The Company has supplemented the GAAP financial information contained in this release with non-GAAP measures that do not include employee share-based compensation expense and amortization of purchased intangible assets and, with respect to expected non-GAAP net income and non-GAAP net income per share, the charge related to the termination of the Roche license. The presentation of this additional information is not meant to be considered in isolation or as a substitute for results prepared in accordance with U.S. GAAP. The Company’s management uses the non-GAAP information internally to evaluate its ongoing business, continuing operational performance and cash requirements, and believes these non-GAAP measures are useful to investors as they provide a basis for evaluating the Company’s cash requirements and additional insight into the underlying operating results and the Company’s ongoing performance in the ordinary course of its operations.

These non-GAAP measures may be different from non-GAAP measures used by other companies. In addition, these non-GAAP measures are not based on any comprehensive set of accounting rules or principles. The Company believes that non-GAAP measures have limitations in that they do not reflect all of the amounts associated with its results of operations as determined in accordance with U.S. GAAP and that these measures should only be used to evaluate the Company’s results of operations in conjunction with the corresponding GAAP measures.

As described above, the Company excludes the following items from one or more of its non-GAAP measures when applicable:

Employee stock-based compensation expense.
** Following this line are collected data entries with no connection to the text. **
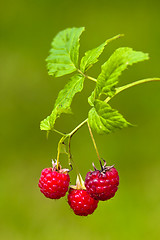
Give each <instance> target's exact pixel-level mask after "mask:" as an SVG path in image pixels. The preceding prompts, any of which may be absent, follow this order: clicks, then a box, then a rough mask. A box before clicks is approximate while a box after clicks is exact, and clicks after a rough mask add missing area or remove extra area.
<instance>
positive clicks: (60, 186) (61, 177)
mask: <svg viewBox="0 0 160 240" xmlns="http://www.w3.org/2000/svg"><path fill="white" fill-rule="evenodd" d="M59 168H60V169H59V170H57V169H56V164H54V163H53V168H45V169H43V170H42V173H41V177H40V179H39V183H38V186H39V187H40V191H41V192H42V193H43V194H44V195H45V196H46V197H47V198H51V199H59V198H61V197H64V196H65V194H66V192H67V191H68V187H69V182H70V177H69V175H68V169H61V166H59Z"/></svg>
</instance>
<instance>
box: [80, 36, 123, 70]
mask: <svg viewBox="0 0 160 240" xmlns="http://www.w3.org/2000/svg"><path fill="white" fill-rule="evenodd" d="M121 36H123V35H122V34H119V35H117V36H115V37H113V38H110V39H108V40H106V41H105V42H104V43H102V44H101V45H100V46H99V47H97V48H94V49H92V50H89V51H87V52H86V53H85V56H84V57H83V58H82V59H81V64H80V70H81V71H82V72H83V73H85V72H86V71H87V70H88V69H89V68H91V67H92V65H93V64H94V63H96V62H97V61H98V57H99V56H100V55H101V53H102V52H103V50H104V47H105V46H106V45H107V44H108V43H109V42H111V41H113V40H115V39H117V38H120V37H121Z"/></svg>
These expenses consist primarily of expenses for employee stock options, the employee stock purchase plan and employee restricted stock under ASC 718 (formerly SFAS 123(R)). The Company excludes employee stock-based compensation expenses from its non-GAAP measures primarily because they are non-cash expenses that the Company does not believe are reflective of ongoing operating results. Further, as the Company applies ASC 718, it believes that it is useful to investors to understand the impact of the application of ASC 718 on its results of operations.

Amortization of purchased intangible assets. The Company incurs amortization of purchased intangible assets in connection with acquisitions. The Company excludes these items because these expenses are not reflective of ongoing operating results in the period incurred. These amounts arise from the Company’s prior acquisitions and have no direct correlation to the operation of the Company’s business.

Termination of License. The Company will incur a one-time expense related to the acceleration of the remaining amortization of the original up-front license fee related to the Roche license. The Company excludes this item because it is one-time in nature and not reflective of ongoing operating results in the period incurred.